A large schoolroom, a staffroom and an office for the head teacher were remodelled, and built in 1934. A new classroom for grades 7 and 8 was also built. In 1950, a new infant school was added and by 1952, adjacent land was purchased, including the Protestant Hall, and a new oval was completed. Additional classrooms were added in 1954 and again in 1959, when a library was also opened.

In 1960, a school census recorded up to 580 students at the school. By 1963, for the first time since the 1890s, the headmaster no longer lived at the school; and a new arts and crafts room was built. In the late 1860s, teacher students from the Burwood Teachers College underwent training at the school. As more schools opened in the local area, enrolments deceased and, in 1970, the school's named changed to Burwood Primary School. The school closed with effect from the last day of term in 1989.

== Description ==
The original brick single room school at Burwood was built in 1865 on Crown land granted to the Wesleyans in 1855. The classroom was extended in 1883, 1906 and 1935.

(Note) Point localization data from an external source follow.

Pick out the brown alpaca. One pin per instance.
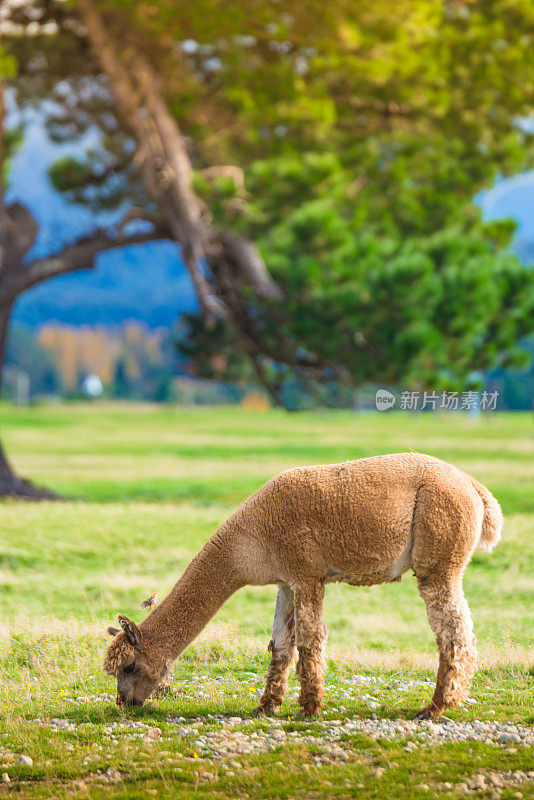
(362, 522)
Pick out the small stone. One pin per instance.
(477, 782)
(26, 761)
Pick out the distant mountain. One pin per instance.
(514, 198)
(147, 283)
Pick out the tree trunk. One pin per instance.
(10, 484)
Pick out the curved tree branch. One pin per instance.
(80, 255)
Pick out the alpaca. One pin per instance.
(363, 522)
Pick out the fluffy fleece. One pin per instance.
(362, 522)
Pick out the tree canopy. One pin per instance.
(365, 131)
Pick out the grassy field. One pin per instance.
(145, 487)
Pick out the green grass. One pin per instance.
(146, 486)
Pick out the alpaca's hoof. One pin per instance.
(164, 691)
(429, 712)
(310, 710)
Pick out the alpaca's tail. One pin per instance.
(492, 521)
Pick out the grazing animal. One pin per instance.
(362, 522)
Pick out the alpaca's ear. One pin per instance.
(133, 634)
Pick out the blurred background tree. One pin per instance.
(364, 132)
(347, 141)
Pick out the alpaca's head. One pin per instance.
(138, 665)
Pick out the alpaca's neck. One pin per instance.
(206, 584)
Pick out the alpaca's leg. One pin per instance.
(450, 619)
(282, 647)
(311, 638)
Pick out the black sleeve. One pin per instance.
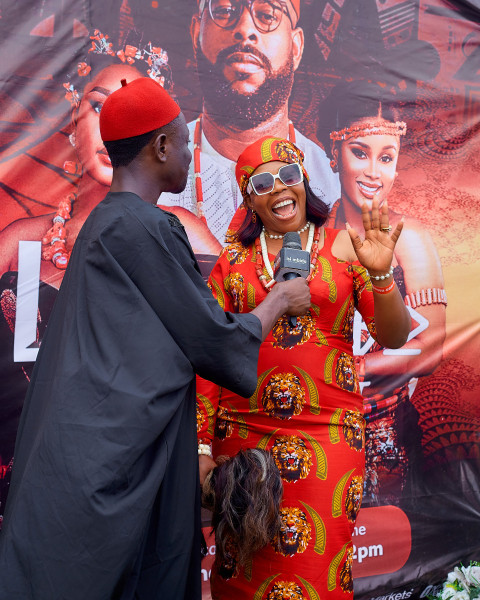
(152, 249)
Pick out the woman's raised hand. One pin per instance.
(375, 252)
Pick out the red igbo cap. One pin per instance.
(294, 3)
(137, 107)
(266, 149)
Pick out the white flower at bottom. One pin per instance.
(448, 593)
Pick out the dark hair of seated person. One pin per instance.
(244, 494)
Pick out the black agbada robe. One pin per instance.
(104, 501)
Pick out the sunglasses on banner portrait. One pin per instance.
(263, 183)
(266, 14)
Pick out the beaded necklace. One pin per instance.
(54, 241)
(262, 260)
(197, 172)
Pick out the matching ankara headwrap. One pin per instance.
(136, 108)
(265, 150)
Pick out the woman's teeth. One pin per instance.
(368, 188)
(279, 208)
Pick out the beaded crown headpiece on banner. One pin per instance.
(369, 128)
(266, 149)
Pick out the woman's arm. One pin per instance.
(375, 253)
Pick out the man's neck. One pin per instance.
(231, 142)
(128, 179)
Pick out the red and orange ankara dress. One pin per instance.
(307, 410)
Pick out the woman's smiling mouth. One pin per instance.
(285, 209)
(367, 190)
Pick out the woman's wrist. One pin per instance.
(381, 277)
(205, 447)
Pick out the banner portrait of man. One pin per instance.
(318, 72)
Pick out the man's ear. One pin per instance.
(160, 145)
(195, 33)
(298, 43)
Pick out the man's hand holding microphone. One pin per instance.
(291, 294)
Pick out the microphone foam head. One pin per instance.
(292, 240)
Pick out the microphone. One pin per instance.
(291, 262)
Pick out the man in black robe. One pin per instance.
(104, 501)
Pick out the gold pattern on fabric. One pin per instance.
(283, 396)
(345, 373)
(322, 340)
(242, 425)
(200, 417)
(333, 431)
(286, 336)
(327, 278)
(328, 368)
(235, 286)
(320, 530)
(338, 494)
(333, 568)
(236, 253)
(210, 410)
(312, 391)
(295, 532)
(251, 302)
(322, 465)
(253, 400)
(341, 315)
(263, 443)
(266, 150)
(312, 592)
(286, 589)
(261, 590)
(218, 293)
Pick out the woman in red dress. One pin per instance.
(307, 409)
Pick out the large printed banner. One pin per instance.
(61, 58)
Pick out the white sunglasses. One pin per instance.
(263, 183)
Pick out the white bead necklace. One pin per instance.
(282, 235)
(266, 261)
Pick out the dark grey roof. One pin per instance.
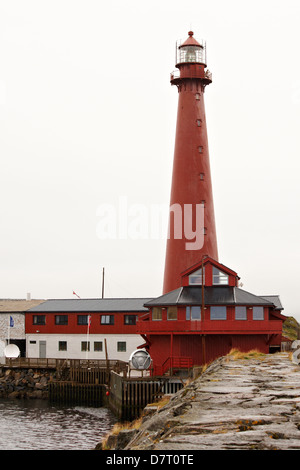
(92, 305)
(275, 299)
(220, 295)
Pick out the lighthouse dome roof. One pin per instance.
(191, 41)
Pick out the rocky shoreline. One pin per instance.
(249, 403)
(24, 383)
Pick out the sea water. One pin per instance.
(38, 425)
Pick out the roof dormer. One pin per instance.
(209, 272)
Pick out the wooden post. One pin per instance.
(107, 362)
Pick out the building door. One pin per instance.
(42, 349)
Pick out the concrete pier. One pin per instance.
(250, 403)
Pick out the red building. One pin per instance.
(208, 316)
(81, 328)
(202, 313)
(190, 237)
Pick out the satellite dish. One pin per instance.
(140, 360)
(12, 351)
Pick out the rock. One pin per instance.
(234, 404)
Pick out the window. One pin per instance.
(240, 313)
(39, 319)
(157, 313)
(107, 320)
(219, 278)
(172, 313)
(121, 346)
(218, 313)
(62, 345)
(196, 277)
(130, 320)
(85, 345)
(61, 319)
(258, 313)
(193, 313)
(82, 319)
(98, 346)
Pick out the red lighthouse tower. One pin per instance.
(191, 191)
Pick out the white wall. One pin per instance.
(15, 332)
(74, 346)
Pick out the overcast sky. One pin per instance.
(87, 118)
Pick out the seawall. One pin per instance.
(249, 402)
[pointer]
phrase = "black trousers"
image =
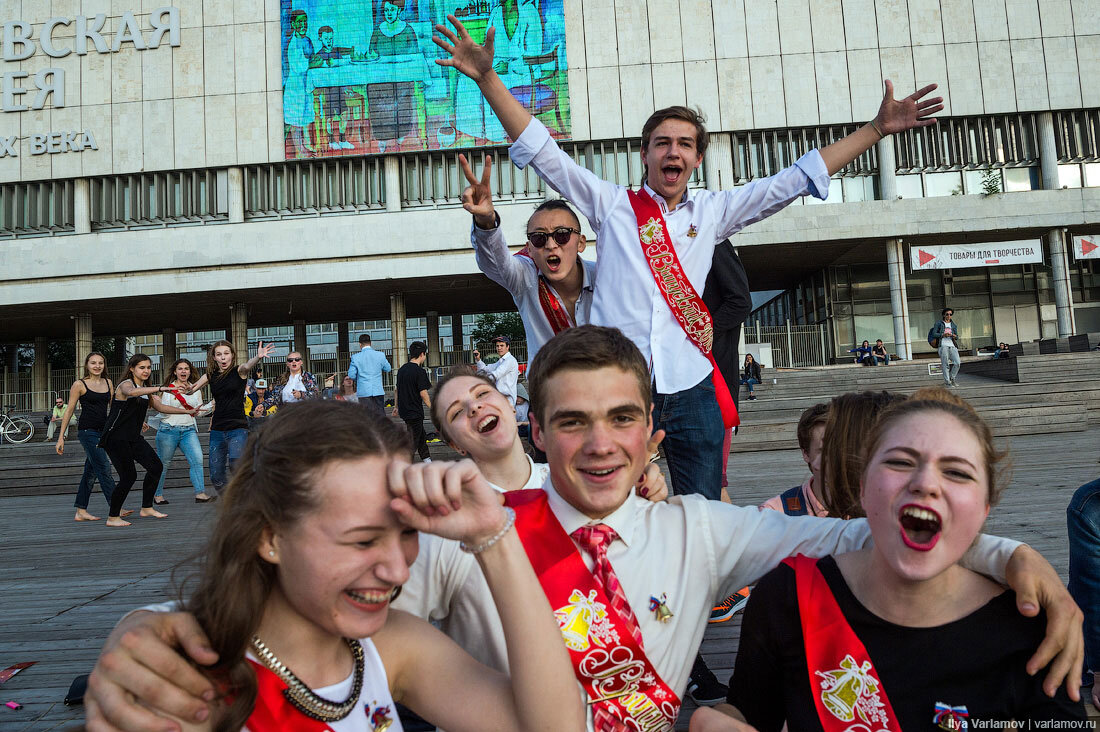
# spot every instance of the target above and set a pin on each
(124, 456)
(419, 436)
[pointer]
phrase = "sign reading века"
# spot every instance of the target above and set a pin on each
(946, 257)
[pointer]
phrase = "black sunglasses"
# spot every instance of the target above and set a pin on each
(561, 237)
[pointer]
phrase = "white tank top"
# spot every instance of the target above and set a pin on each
(375, 705)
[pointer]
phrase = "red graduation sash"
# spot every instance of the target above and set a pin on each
(272, 711)
(553, 310)
(608, 663)
(846, 688)
(681, 297)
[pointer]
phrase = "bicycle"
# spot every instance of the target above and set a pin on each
(14, 429)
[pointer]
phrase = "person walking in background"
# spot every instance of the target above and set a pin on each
(750, 374)
(366, 369)
(505, 372)
(296, 384)
(410, 396)
(55, 418)
(94, 393)
(229, 427)
(945, 337)
(123, 443)
(180, 430)
(259, 404)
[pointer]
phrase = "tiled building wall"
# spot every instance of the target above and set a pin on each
(216, 99)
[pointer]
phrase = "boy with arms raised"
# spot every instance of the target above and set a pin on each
(627, 578)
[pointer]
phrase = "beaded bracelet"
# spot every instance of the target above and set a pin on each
(508, 523)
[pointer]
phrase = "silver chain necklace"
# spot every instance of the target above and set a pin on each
(301, 697)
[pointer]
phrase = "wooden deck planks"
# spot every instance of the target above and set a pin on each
(65, 583)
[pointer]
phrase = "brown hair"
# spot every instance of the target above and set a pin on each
(585, 348)
(88, 358)
(849, 427)
(678, 112)
(438, 418)
(937, 399)
(815, 415)
(273, 485)
(134, 360)
(171, 373)
(212, 370)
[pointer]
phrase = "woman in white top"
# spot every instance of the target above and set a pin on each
(296, 384)
(180, 430)
(312, 542)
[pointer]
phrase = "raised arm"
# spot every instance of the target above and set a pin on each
(454, 501)
(262, 352)
(893, 116)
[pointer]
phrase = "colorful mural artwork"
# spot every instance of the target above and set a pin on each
(360, 76)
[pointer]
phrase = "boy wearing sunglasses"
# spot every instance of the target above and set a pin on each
(548, 280)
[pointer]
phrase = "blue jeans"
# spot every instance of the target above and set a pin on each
(693, 438)
(96, 467)
(1082, 520)
(187, 439)
(949, 360)
(226, 447)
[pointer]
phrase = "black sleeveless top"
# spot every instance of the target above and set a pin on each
(94, 407)
(131, 415)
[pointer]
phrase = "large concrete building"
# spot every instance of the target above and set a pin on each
(154, 179)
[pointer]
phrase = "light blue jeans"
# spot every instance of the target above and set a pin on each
(186, 439)
(949, 360)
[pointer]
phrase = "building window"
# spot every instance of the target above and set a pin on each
(152, 199)
(32, 209)
(276, 190)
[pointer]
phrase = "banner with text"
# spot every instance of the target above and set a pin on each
(1087, 248)
(948, 257)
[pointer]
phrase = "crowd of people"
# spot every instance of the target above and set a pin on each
(571, 594)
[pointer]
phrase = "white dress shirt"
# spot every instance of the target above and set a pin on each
(520, 276)
(692, 549)
(626, 296)
(505, 372)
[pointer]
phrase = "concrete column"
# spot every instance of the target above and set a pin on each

The former Burwood Primary School, with the unusual stylistic detail in its early Victorian Carpenter Gothic-paired windows, gable ends and bargeboards, is an extraordinary example of a single room school established between 1962 and 1872, under the Common Schools Board of Education. The 1883 and 1906 extensions to the original brick classroom demonstrate a changing sequence of architectural styles, patterns of occupancy and function affecting school buildings and education in Victoria. The stepped floor in the 1906 classroom, designed to achieve better sight lines for pupils in 'object classes', is a rare and important example of past teaching practice and classroom design which, by 1901, was being replaced by flat floors with platforms for teachers.